On his radio broadcast today, Bryan Fischer took a call from someone who demanded that Republicans in the House of Representatives "take a stand" and impeach President Obama, regardless of the fact that he won't be convicted and removed by the Senate.
Fischer, who previously suggested that Democrats might impeach Obama to try to survive their midterm elections, agreed, both that Obama would not be removed by the Senate, but that the House of Representatives should go ahead with the proceedings anyway.
For "educational" purposes.
"There could be a powerful educational benefit from the House filing articles of impeachment," said Fischer, because "it would give the House the opportunity to make their case why this man needs to be removed from office," further stating that there would be "tremendous educational value in that; it may not go anywhere in the Senate ... but it may be time to recognize there's an educational benefit here."
This, oddly enough, is the closest Bryan Fischer has ever come to telling the truth in his entire life. If Congress voted to impeach President Obama, the American people would learn a lot.
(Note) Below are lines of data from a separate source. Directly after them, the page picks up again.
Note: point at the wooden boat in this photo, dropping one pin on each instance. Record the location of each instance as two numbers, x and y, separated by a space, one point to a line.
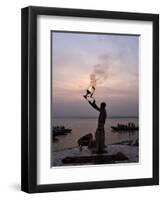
60 130
122 127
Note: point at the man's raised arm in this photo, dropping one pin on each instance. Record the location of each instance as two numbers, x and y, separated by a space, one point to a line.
93 104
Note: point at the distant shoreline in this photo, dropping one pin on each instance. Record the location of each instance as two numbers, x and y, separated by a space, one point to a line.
111 117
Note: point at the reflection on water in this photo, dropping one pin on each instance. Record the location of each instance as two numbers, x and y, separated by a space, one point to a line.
82 126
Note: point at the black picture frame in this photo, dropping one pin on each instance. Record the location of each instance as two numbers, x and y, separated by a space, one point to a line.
29 99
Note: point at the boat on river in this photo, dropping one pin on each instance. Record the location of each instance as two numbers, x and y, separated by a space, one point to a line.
124 127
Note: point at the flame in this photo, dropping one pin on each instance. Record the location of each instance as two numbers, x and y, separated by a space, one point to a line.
89 88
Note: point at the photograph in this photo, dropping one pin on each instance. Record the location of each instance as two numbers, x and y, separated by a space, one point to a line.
94 98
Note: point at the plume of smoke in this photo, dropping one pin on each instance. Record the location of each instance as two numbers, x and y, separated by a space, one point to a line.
100 70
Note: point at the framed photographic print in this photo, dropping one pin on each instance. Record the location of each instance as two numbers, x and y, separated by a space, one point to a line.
90 99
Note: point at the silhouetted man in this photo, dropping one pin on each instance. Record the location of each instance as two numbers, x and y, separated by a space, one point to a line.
100 132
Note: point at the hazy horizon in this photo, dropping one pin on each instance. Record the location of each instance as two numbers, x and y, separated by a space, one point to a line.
75 56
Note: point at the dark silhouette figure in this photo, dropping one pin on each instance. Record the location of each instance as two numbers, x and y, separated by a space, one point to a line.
100 132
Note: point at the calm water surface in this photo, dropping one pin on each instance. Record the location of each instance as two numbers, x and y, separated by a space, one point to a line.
82 126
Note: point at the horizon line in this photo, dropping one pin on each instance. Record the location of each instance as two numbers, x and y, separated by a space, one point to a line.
96 117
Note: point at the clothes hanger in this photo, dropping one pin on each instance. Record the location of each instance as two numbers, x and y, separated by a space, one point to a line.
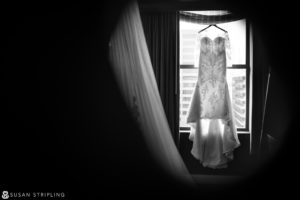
214 26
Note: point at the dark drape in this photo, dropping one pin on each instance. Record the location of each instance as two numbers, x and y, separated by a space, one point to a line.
161 34
261 68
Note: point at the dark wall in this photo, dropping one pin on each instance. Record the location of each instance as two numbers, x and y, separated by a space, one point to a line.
64 125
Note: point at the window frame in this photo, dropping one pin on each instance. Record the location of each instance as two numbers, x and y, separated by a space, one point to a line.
245 66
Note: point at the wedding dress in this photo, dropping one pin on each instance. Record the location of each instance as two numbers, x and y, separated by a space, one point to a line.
210 115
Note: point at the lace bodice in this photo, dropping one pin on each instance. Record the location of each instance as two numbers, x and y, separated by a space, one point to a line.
213 54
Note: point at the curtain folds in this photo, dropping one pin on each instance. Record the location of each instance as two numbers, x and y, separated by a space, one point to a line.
133 70
160 32
208 19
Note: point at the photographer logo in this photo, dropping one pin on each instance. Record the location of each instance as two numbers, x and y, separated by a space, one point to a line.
5 195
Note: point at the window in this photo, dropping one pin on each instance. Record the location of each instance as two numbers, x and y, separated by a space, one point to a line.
237 74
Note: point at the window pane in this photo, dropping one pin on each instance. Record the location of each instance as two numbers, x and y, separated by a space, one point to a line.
237 35
236 79
186 84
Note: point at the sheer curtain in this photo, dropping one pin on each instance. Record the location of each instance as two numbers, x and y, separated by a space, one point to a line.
133 70
160 31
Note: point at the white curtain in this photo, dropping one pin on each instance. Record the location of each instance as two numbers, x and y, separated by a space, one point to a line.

Not about Obama. About Congress.
The reasons to impeach Obama summarize as a long list of conspiracy theories mixed in with petty grievances, which the House has been able to get away with this long because they are little known outside of the circle of conspiracy theory peddlers like Bryan Fischer.
Impeachment proceedings, however, would require these "reasons" to be made fully public. Which, just as it did in 1998 when Congress tried to impeach Bill Clinton, is much more likely to backfire.